Hire a Personal Injury Attorney to File an Emotional Distress Claim

It is enormously difficult to prove emotional distress. Unlike broken bones and other injuries, there are no X-rays or scars to offer as proof. Emotional distress is mostly psychological, and while suffering can be great, a plaintiff can find it hard to prove that they are entitled to monetary damages. If a person is contemplating pursuing an emotional distress claim, they have a few ways to document their damages.


The more severe the anguish a person has suffered, the greater the chance they have to prove that the distress was significant enough to justify compensation. In some instances, particularly those involving a negligent infliction of distress, courts typically require the presence of a physical injury that can be shown to be related to the emotional injury.

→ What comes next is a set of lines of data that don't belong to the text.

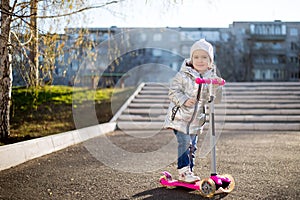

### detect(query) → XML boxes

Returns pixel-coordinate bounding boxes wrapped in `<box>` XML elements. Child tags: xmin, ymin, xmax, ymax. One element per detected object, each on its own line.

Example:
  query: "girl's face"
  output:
<box><xmin>192</xmin><ymin>49</ymin><xmax>211</xmax><ymax>74</ymax></box>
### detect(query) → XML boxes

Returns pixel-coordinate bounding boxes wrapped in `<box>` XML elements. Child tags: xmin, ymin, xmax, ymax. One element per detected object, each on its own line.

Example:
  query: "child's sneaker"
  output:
<box><xmin>178</xmin><ymin>166</ymin><xmax>200</xmax><ymax>183</ymax></box>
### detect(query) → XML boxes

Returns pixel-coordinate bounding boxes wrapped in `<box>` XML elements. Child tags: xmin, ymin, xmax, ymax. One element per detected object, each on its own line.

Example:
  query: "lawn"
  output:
<box><xmin>0</xmin><ymin>86</ymin><xmax>135</xmax><ymax>145</ymax></box>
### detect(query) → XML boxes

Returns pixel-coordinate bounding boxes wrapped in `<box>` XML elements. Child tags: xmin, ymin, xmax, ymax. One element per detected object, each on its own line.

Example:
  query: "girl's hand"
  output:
<box><xmin>184</xmin><ymin>99</ymin><xmax>197</xmax><ymax>107</ymax></box>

To increase the likelihood of receiving damages, the person’s emotional distress must be of substantial duration. Recurring and persistent pain that remains with the plaintiff for a long time, such as post-traumatic stress, can document the extent of the claimant’s emotional distress.

Associated Bodily Harm

While it is often hard for clients to point to evidence of emotional distress, a personal injury attorney and his or her client can offer proof of related injuries such as headaches, ulcers, and additional indicators. Emotional injuries often manifest themselves in physical ways, and if a plaintiff can prove that his/her physical injuries are the result of emotional distress, they are more likely to win monetary damages.

Underlying Causes

The more severe the cause of the distress, the more likely it is that the court will find in the plaintiff’s favor. For instance, surviving a terrorist attack may be more likely to support the plaintiff’s claim than if they were a victim of a minor auto collision that did not result in physical injury.

A plaintiff should have a note from a psychologist or physician to support his/her claims of emotional distress. Favorable outcomes are often achieved when claimants and attorneys combine multiple sources of documentation. If a person makes an emotional distress claim, they should work with an experienced injury attorney who can guide them through the case.